By Chris Engelhardt
Borough President Helen Marshall approved a tweaked special permit application last week for the 5Pointz redevelopment project that includes additional community benefits for Long Island City residents.
The Wolkoff family, who have owned the site for more than 40 years, want to raze 5Pointz, at 45-46 Davis St. in Long Island City, by the end of the year. Design plans call for a zoning change to allow 1,000 residential rental units in a 41-story tower and a 47-story tower, which would be connected on the fifth floor with an esplanade.

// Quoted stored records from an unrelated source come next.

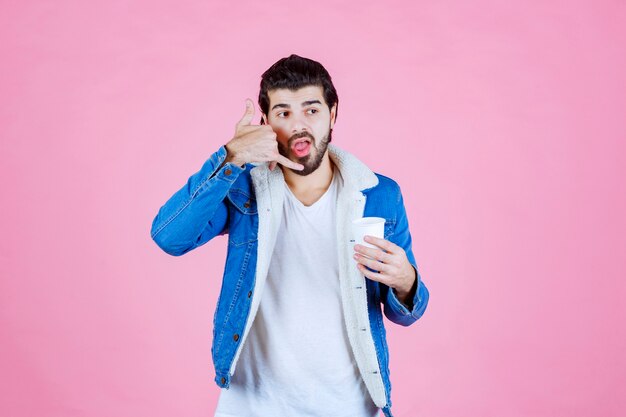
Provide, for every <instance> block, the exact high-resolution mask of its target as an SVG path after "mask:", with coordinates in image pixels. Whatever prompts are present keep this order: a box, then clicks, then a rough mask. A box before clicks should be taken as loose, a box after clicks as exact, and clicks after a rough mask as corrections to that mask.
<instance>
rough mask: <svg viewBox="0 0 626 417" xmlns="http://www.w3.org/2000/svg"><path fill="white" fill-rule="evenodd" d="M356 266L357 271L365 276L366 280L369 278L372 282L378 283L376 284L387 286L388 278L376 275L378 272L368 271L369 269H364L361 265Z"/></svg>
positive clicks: (384, 276) (365, 267) (377, 273)
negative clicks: (379, 283)
mask: <svg viewBox="0 0 626 417" xmlns="http://www.w3.org/2000/svg"><path fill="white" fill-rule="evenodd" d="M356 266H357V268H358V269H359V271H360V272H361V273H362V274H363V276H365V277H366V278H369V279H371V280H372V281H378V282H381V283H383V284H386V285H389V282H390V281H389V278H388V277H387V276H386V275H383V274H381V273H378V272H374V271H370V270H369V269H367V268H366V267H364V266H363V265H361V264H357V265H356Z"/></svg>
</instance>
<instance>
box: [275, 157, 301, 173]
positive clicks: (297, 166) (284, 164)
mask: <svg viewBox="0 0 626 417" xmlns="http://www.w3.org/2000/svg"><path fill="white" fill-rule="evenodd" d="M276 162H278V163H279V164H281V165H283V166H286V167H287V168H291V169H295V170H296V171H302V170H303V169H304V165H302V164H298V163H296V162H293V161H292V160H290V159H287V158H285V157H284V156H282V155H278V156H277V157H276Z"/></svg>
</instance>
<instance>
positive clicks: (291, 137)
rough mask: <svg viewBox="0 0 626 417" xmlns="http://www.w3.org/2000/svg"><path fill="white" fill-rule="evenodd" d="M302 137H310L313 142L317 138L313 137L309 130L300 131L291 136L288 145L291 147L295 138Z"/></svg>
mask: <svg viewBox="0 0 626 417" xmlns="http://www.w3.org/2000/svg"><path fill="white" fill-rule="evenodd" d="M300 138H309V139H310V140H311V143H315V138H314V137H313V135H311V134H310V133H309V132H300V133H296V134H295V135H293V136H292V137H290V138H289V141H288V142H287V145H288V146H289V147H291V145H292V144H293V142H294V141H295V140H298V139H300Z"/></svg>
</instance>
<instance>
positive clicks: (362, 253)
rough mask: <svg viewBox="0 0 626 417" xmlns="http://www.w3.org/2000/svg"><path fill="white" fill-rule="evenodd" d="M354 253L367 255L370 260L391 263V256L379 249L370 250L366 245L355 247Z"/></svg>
mask: <svg viewBox="0 0 626 417" xmlns="http://www.w3.org/2000/svg"><path fill="white" fill-rule="evenodd" d="M354 251H355V252H357V253H359V254H361V255H365V256H368V257H370V258H374V259H377V260H379V261H381V262H384V263H386V264H387V263H390V261H391V255H390V254H388V253H385V252H383V251H381V250H380V249H377V248H369V247H367V246H365V245H354Z"/></svg>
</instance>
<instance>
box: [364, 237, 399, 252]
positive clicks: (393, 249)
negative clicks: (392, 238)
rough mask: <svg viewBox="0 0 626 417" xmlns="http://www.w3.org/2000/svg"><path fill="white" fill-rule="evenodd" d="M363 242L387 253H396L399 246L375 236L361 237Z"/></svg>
mask: <svg viewBox="0 0 626 417" xmlns="http://www.w3.org/2000/svg"><path fill="white" fill-rule="evenodd" d="M363 240H365V241H366V242H367V243H371V244H372V245H376V246H378V247H379V248H382V249H384V250H386V251H387V252H389V253H394V254H395V253H397V252H398V250H397V249H398V248H399V246H398V245H396V244H395V243H393V242H390V241H388V240H385V239H381V238H379V237H376V236H370V235H366V236H364V237H363Z"/></svg>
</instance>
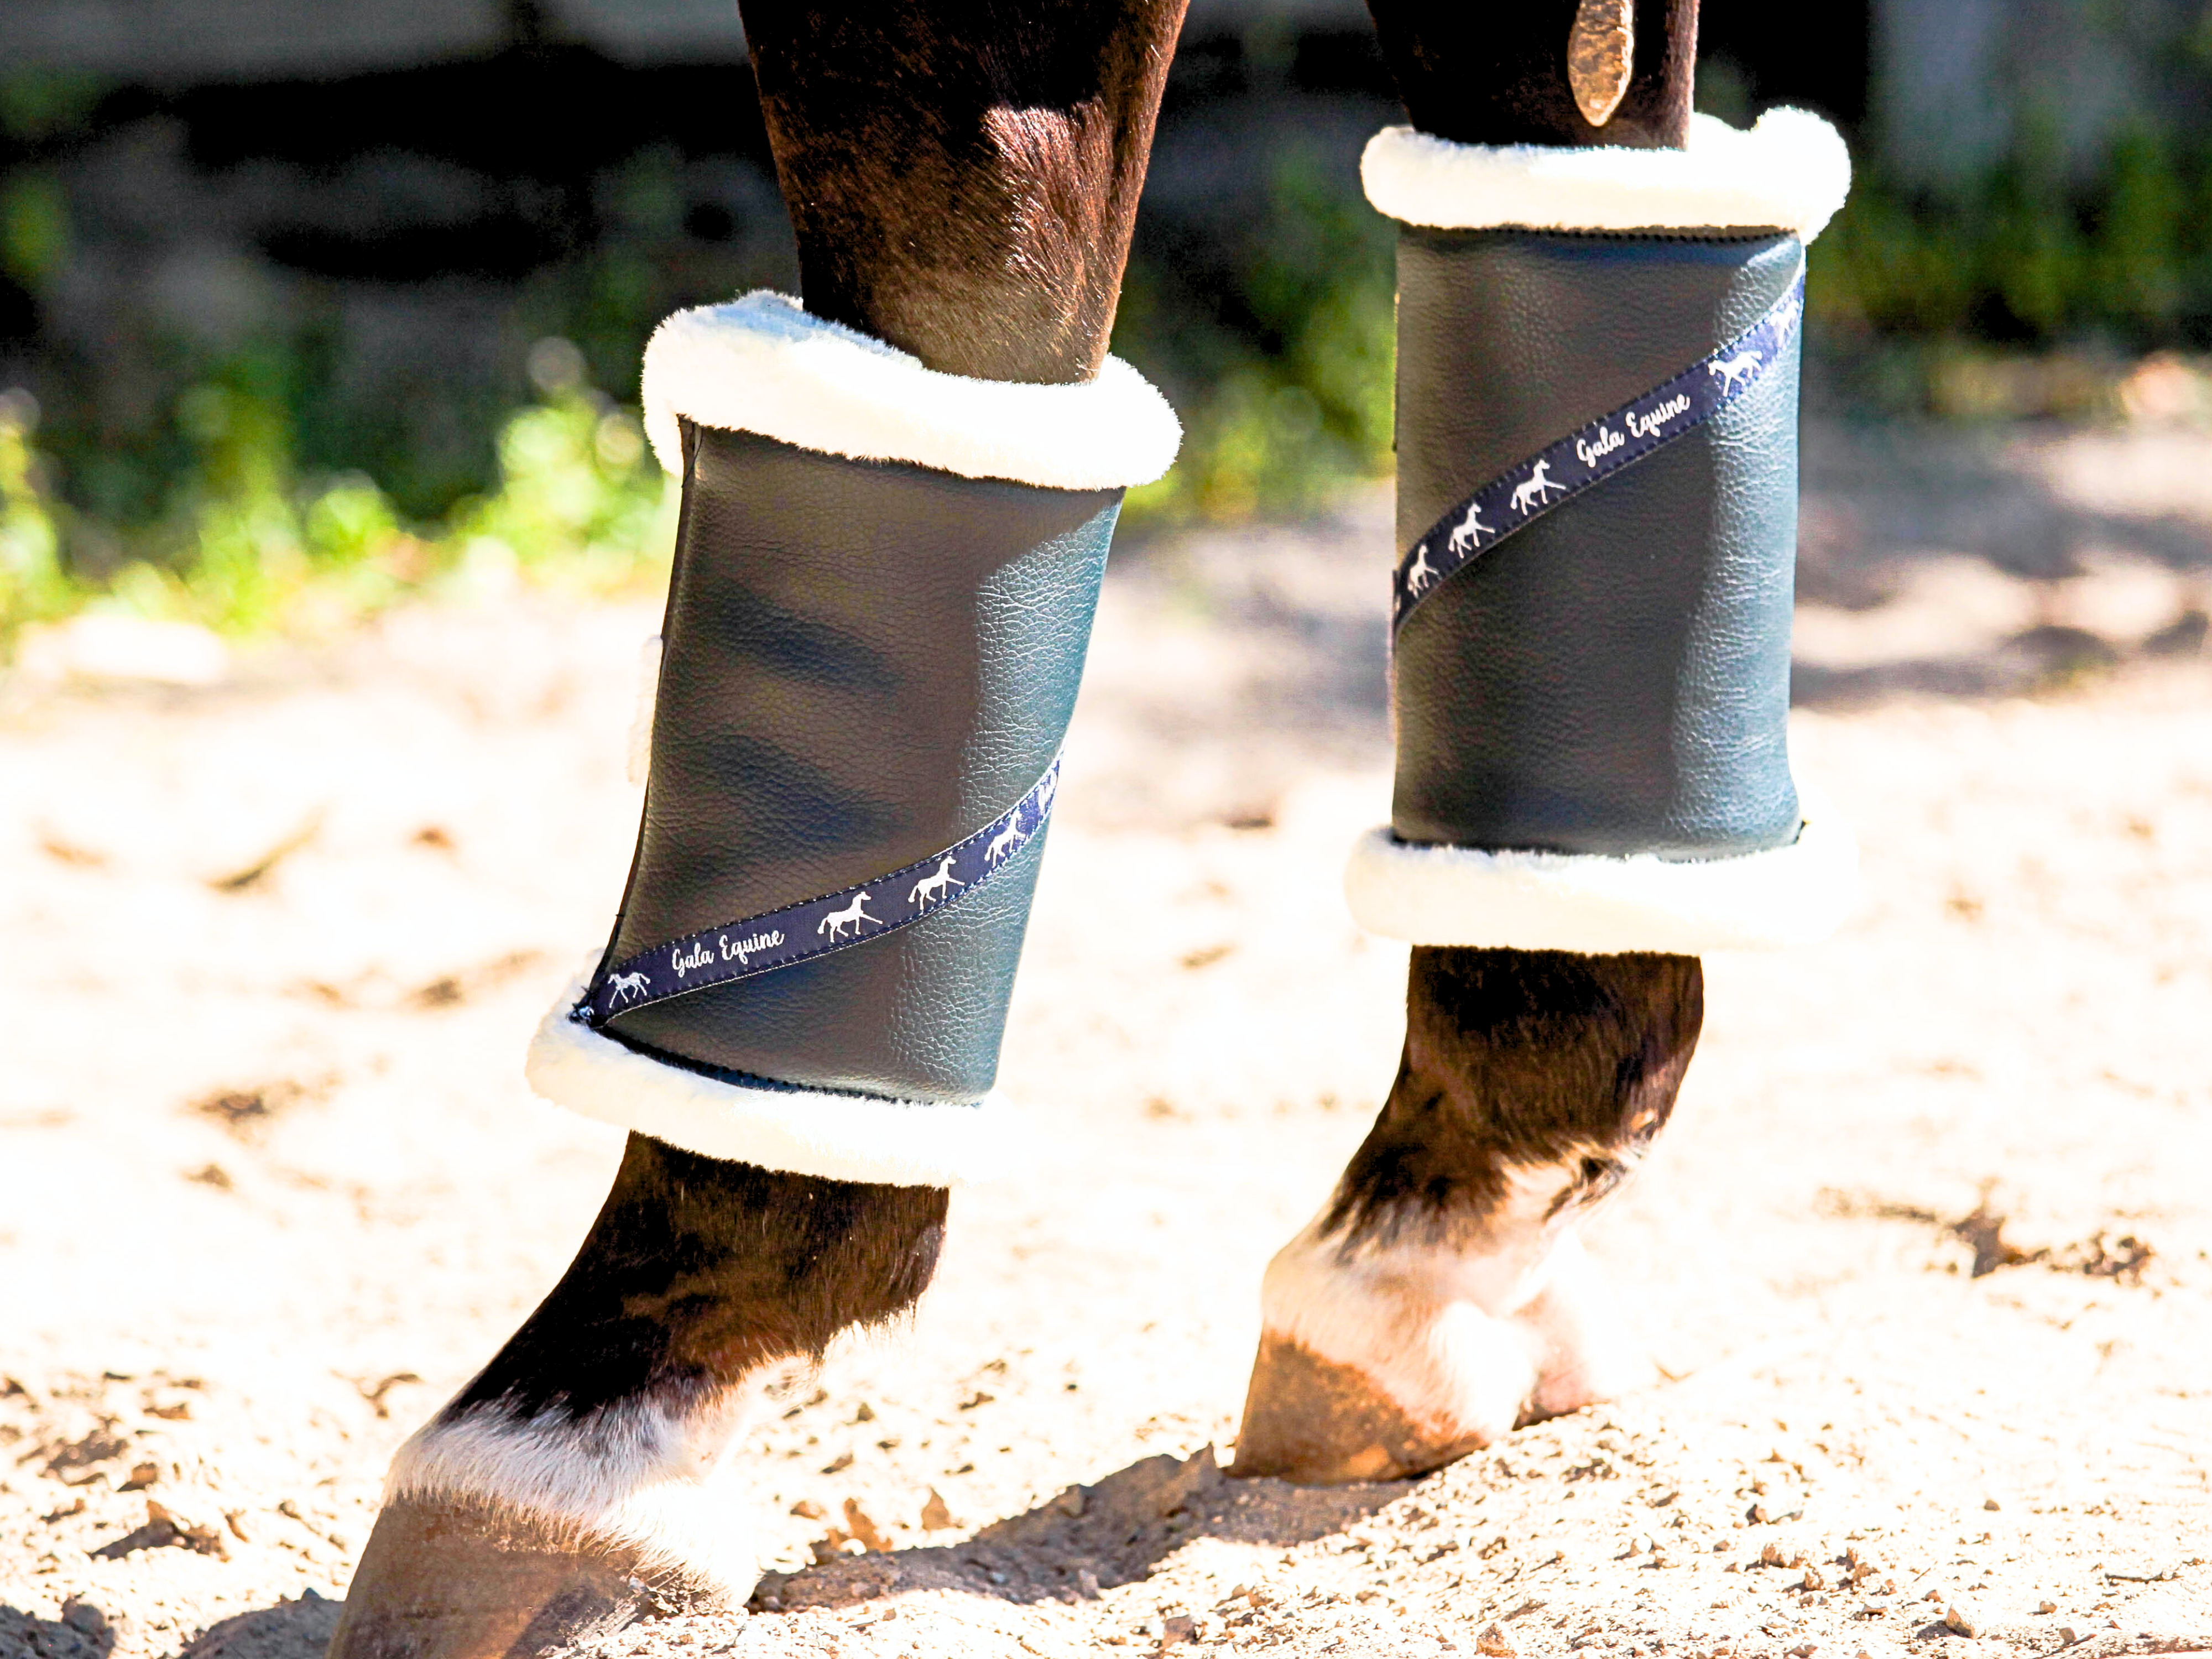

The plans include an indoor pool, a gym, an art gallery and a 250-spot parking garage, along with a courtyard with a 50-by-200-foot mural honoring the building’s graffiti glory, as well as 30,000 square feet of outdoor space for the public in addition to 50,000 square feet of retail space between both buildings.
In June, Community Board 2 rejected the special permit to develop the graffiti-covered warehouse into two high-rise luxury apartments after CB 2’s Land Use Committee said the project’s “excessive size” and “unsatisfactory design” failed to provide sufficient community benefits.
But at a Land Use public hearing June 27, 5Pointz owner David Wolkoff — joined by his father, Long Island developer Jerry Wolkoff, and CB 2 Chairman Joseph Conley — told Marshall additional benefits would be included in the application to ensure sufficient amenities for residents. They include 75 units of affordable housing, 12,000 square feet of space for artist studios, a working partnership with MoMA’s PS 1 Sculpture Studio for the management of art display panels along Davis Street and parking preferential rates and promotions.
Marshall approved the application July 16.
“I had some concerns about this application,” she said in a statement, “but I believe those concerns have been adequately addressed by the developer’s promise to Community Board 2 to provide affordable housing and other community benefits as part of the project.”
Residents and local artists have opposed redevelopment plans, noting that 5Pointz is a revered destination recognized around the world not only for its graffiti-covered facade, but for providing artists and children in and outside the community with an outlet to express their artistic and creative talents.
But Conley believes the Wolkoffs have made “big concessions” with the tweaked application and have a “desire to be in tune with the community.”
“They listened to every point the board raised — we were not changing our vote,” he said, referring to CB 2’s decision in June. “But there are many that think the building should go forward, and some that think it should stay as 5Pointz.”
“They’ve made changes,” Conley continued. “It’ll be a benefit for everyone, the artists included.”
The application will now be reviewed by the City Planning Commission.